- O subsídio social de mobilidade (SSM) é um apoio que reduz o custo de viagens entre o continente e os Açores ou a Madeira, com reembolso após a compra do bilhete.
- Passa a não ser exigida a regularização de dívidas para aceder ao subsídio, eliminando a condição contributiva que existia anteriormente.
- Não há teto de custo elegível por passagem; o subsídio passa a ser calculado sem esse limite, mantendo-se como reembolso parcial.
- O reembolso ficou mais simples: basta apresentar a factura da compra; o recibo pode ser entregue até 30 dias depois da atribuição.
- A mudança gerou polémica pela eliminação da exigência de não ter dívidas, com oposição e governos regionais a considerar discriminatório; as alterações aguardam promulgação presidencial e publicação em Diário da República.
O Parlamento aprovou um conjunto de alterações ao subsídio social de mobilidade SSM, que beneficia viagens entre o continente e os Açores e a Madeira. As mudanças visam simplificar o acesso ao apoio e eliminar certas exigências anteriores. As novas regras ainda dependem da promulgação presidencial e da publicação em Diário da República.
O SSM é um reembolso que reduz o custo das viagens para residentes, equiparados e estudantes das regiões autónomas. O apoio cobre a diferença entre o custo elegível da passagem e a tarifa máxima suportada pelo residente, definida por portaria.
As alterações eliminam a exigência de uma situação contributiva regularizada junto da Segurança Social e da Autoridade Tributária para atribuição do subsídio. Também termina o limite máximo de custo elegível por bilhete, mantendo o reembolso como uma parcela do valor pago pelo passageiro.
Com a nova regra, deixa de haver teto de custo elegível (anteriormente 600 euros para Açores, 400 euros para Madeira, 500 euros para Porto Santo). O subsídio continua a ser pago como reembolso, após o comprador quitar o bilhete.
O processo de reembolso fica mais simples: basta apresentar a factura de compra do bilhete ou documento equivalente.
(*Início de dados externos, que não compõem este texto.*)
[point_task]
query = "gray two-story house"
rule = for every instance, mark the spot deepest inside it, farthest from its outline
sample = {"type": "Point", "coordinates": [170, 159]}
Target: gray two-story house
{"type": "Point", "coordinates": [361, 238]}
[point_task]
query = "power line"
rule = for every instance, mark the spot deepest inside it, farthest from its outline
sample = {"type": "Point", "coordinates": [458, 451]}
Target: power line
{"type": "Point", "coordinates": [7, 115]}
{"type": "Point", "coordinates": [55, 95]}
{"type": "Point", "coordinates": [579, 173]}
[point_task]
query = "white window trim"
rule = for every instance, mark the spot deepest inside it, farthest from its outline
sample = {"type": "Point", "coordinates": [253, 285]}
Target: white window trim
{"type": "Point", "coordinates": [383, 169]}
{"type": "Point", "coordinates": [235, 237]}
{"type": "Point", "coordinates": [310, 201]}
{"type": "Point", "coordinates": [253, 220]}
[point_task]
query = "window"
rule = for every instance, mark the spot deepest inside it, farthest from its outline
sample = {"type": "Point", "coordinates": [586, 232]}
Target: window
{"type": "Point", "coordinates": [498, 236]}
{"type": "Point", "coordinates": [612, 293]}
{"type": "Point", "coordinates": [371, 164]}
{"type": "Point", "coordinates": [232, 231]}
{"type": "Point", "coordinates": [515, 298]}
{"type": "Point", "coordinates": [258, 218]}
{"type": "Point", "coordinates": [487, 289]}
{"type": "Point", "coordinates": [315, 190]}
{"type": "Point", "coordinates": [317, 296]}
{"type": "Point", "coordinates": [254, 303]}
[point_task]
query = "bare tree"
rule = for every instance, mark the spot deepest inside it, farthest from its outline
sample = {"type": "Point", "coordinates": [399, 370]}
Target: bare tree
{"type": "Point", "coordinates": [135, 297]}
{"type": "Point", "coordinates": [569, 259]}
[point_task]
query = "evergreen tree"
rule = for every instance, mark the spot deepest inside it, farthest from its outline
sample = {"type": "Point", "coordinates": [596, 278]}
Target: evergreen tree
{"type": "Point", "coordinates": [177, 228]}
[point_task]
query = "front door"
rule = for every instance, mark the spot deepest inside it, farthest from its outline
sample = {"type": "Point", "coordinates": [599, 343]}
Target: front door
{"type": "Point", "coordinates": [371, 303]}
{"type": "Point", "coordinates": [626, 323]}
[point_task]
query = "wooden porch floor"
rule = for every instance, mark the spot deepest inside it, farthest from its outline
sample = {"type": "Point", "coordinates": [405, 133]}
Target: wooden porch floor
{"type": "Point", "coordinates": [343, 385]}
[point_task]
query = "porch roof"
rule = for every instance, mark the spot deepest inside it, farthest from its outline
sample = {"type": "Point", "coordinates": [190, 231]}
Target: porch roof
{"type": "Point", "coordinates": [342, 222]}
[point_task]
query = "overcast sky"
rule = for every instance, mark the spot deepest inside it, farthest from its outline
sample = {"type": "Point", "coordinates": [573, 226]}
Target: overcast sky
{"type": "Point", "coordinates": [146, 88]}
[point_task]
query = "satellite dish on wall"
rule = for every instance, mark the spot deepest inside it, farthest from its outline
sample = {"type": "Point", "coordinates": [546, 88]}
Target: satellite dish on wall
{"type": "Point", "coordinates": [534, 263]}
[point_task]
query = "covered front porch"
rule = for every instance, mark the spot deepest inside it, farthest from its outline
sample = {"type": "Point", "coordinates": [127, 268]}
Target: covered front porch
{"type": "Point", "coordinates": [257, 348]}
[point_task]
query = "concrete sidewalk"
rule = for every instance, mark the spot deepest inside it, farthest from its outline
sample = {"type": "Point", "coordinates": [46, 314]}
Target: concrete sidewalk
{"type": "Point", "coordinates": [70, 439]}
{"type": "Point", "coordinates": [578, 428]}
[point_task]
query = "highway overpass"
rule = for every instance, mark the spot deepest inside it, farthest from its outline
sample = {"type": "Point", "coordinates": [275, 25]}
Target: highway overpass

O recibo pode ser entregue posteriormente, no prazo de 30 dias após a atribuição do subsídio.
A polémica centra-se na eliminação da exigência de inexistência de dívidas com o Estado. A governação alegou que apoios públicos dependem do cumprimento de obrigações fiscais e contributivas, enquanto oposição e governos regionais consideraram a medida discriminatória.
A entrada em vigor das novas regras depende de promulgação presidencial e da publicação em Diário da República. A mudança foi aprovada em votação final global no Parlamento nesta sexta-feira. Fonte: Lusa.